Louise Perry’s new book “The Case Against The Sexual Revolution,” isn’t proposing anything terribly new. The gist of the book is that readers should “Listen To [Their] Mother[s],” to quote its last chapter. The message is that what women do, particularly with their bodies, is consequential- regardless of whether we want to acknowledge it or not. Eating copious amounts of junk food daily poses negative health problems. Having lots of unprotected sex with different partners has its own repercussions. 

Perry notes that society became disconnected from nature after the Enlightenment. As knowledge grew, fear of the unknown decreased. Technology produced comfort and information. Compared to the rest of human history, contemporary time is rather cushy. If you’re stranded on a mountain, a helicopter can rescue you. If the roads are icy and treacherous, salt and chemicals can prevent traffic accidents. But still, occasionally, something crazy will happen that reminds us that we can’t control everything- especially nature. People may die after being struck by lightening, which happened recently at The White House. Floods can still wash houses away. 

We are seasonally reminded that nature is greater than us, so why are we so resistant to that reality in our own bodies? And why do women disproportionally wage this war against nature? This is the disenchantment that Perry focuses on. She points out that hormonal birth control has shifted cultural attitudes towards sex. It has reduced our mystic appreciation for the human condition and, by extension, sex. She disagrees with the idea that sex is “simply a leisure activity” having “meaning only if the participants choose to give it meaning.” Although her book makes a secular argument about the psychological meaningfulness of sex, parts of it could be mistaken for passages from the Catholic Humane Vitae encyclical.

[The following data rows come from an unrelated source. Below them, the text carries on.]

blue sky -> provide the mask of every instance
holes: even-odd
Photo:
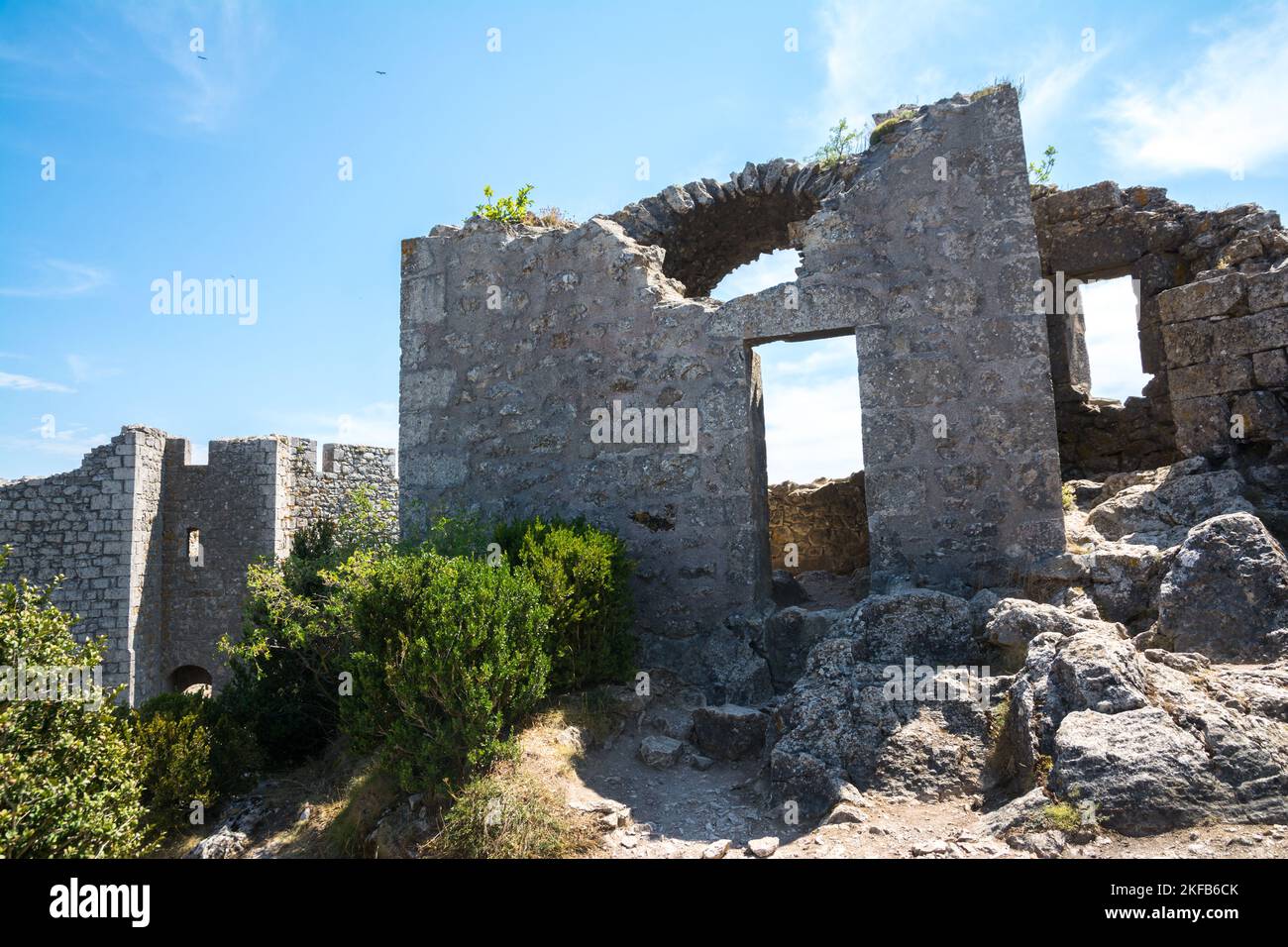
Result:
[[[1284,75],[1282,3],[0,3],[0,477],[125,423],[198,454],[395,445],[399,241],[484,184],[583,220],[1023,76],[1056,183],[1280,209]],[[155,313],[174,271],[254,280],[256,320]],[[775,258],[716,295],[783,278]],[[1139,388],[1122,322],[1092,340],[1097,394]],[[854,469],[853,343],[775,345],[765,374],[770,479]]]

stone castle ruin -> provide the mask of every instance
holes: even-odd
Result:
[[[106,636],[107,687],[139,703],[228,671],[219,639],[241,634],[246,568],[283,557],[291,536],[335,518],[358,488],[397,502],[394,451],[291,437],[211,441],[192,463],[185,438],[126,426],[66,474],[0,482],[8,573],[49,582],[80,616],[80,636]],[[8,577],[8,576],[6,576]]]
[[[710,635],[769,600],[787,544],[800,569],[867,569],[873,594],[969,597],[1065,553],[1063,479],[1285,439],[1276,214],[1030,189],[1005,85],[877,119],[835,166],[748,164],[577,227],[471,218],[403,241],[397,477],[388,450],[327,446],[318,469],[313,442],[246,438],[193,465],[187,441],[125,428],[72,473],[0,484],[10,573],[67,577],[61,602],[109,638],[107,676],[137,702],[218,685],[246,566],[355,487],[397,491],[407,536],[430,510],[583,515],[638,559],[641,666],[710,680]],[[788,247],[795,282],[707,296]],[[1043,287],[1124,274],[1153,380],[1119,405],[1091,396],[1072,296]],[[827,336],[855,341],[866,469],[770,491],[755,347]]]

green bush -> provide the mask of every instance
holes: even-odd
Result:
[[[496,541],[532,573],[551,608],[550,691],[630,678],[636,642],[626,544],[583,519],[540,518],[498,527]]]
[[[531,215],[531,195],[533,189],[532,184],[524,184],[516,195],[497,197],[493,201],[495,192],[492,191],[492,186],[486,184],[483,187],[483,197],[487,201],[474,207],[474,214],[486,220],[502,220],[509,224],[526,223]]]
[[[5,558],[0,550],[0,569]],[[0,665],[100,665],[103,643],[79,644],[72,625],[48,589],[0,584]],[[147,850],[139,752],[108,703],[113,696],[97,692],[98,706],[0,698],[0,857],[129,858]]]
[[[254,734],[222,696],[158,694],[135,714],[134,738],[148,822],[162,834],[188,825],[193,801],[209,809],[247,789],[263,763]]]
[[[487,765],[545,696],[550,608],[532,576],[430,549],[359,553],[339,569],[357,635],[341,724],[408,791]]]
[[[139,710],[134,740],[143,755],[143,804],[160,834],[188,825],[193,801],[214,808],[210,731],[201,725],[197,694],[164,694]],[[178,700],[171,700],[178,698]]]

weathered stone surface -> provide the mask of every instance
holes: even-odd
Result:
[[[394,536],[392,450],[326,445],[319,469],[313,441],[229,438],[192,464],[187,439],[129,425],[71,473],[0,484],[0,546],[13,546],[9,577],[66,576],[54,602],[80,616],[81,638],[107,638],[103,683],[137,705],[218,689],[247,566],[286,555],[296,531],[339,517],[358,488],[388,504]]]
[[[647,767],[670,769],[680,761],[684,743],[671,737],[648,736],[640,741],[639,758]]]
[[[778,850],[778,837],[766,835],[764,839],[752,839],[747,843],[747,850],[756,858],[769,858]]]
[[[795,545],[788,572],[823,569],[850,575],[868,564],[868,510],[863,472],[840,481],[775,483],[769,488],[769,557],[783,563]],[[790,603],[788,603],[790,604]]]
[[[1163,579],[1158,618],[1176,651],[1215,661],[1278,657],[1288,646],[1283,548],[1247,513],[1195,526]]]
[[[970,604],[956,595],[913,589],[869,595],[831,626],[828,634],[854,639],[854,660],[917,664],[962,662],[978,657]]]
[[[1095,603],[1086,599],[1091,608]],[[1039,604],[1028,599],[1007,598],[989,612],[984,634],[988,642],[1002,647],[1028,646],[1039,634],[1074,635],[1079,631],[1106,630],[1126,634],[1121,626],[1099,618],[1081,617],[1056,606]]]
[[[1189,527],[1224,513],[1251,512],[1238,470],[1184,473],[1173,465],[1154,482],[1118,490],[1091,510],[1087,522],[1105,539],[1170,546]],[[1162,473],[1162,472],[1155,472]],[[1106,483],[1108,491],[1110,484]]]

Perry should, in my opinion, take the conclusion of her book further and outright say that we are spiritually designed to value sex and deeply connect with a sexual partner. 

The closest we will ever come to understanding God is through creating new life. Parenthood is a profound experience and sex is the holy union of two people for the purpose of procreation. That some people must use birth control to sidestep this gift is obvious proof of its purpose. Pleasure isn’t an end in itself, it’s a means of drawing closer to God. As our society has moved away from our ordered understanding of our relation to God we have also moved away from good sex.

My favorite line from the book is, “The sexual revolution has not freed all of us, it freed some of us, selectively, at a price.” We need to balance our sexual freedom with other values and consider its serious tradeoffs.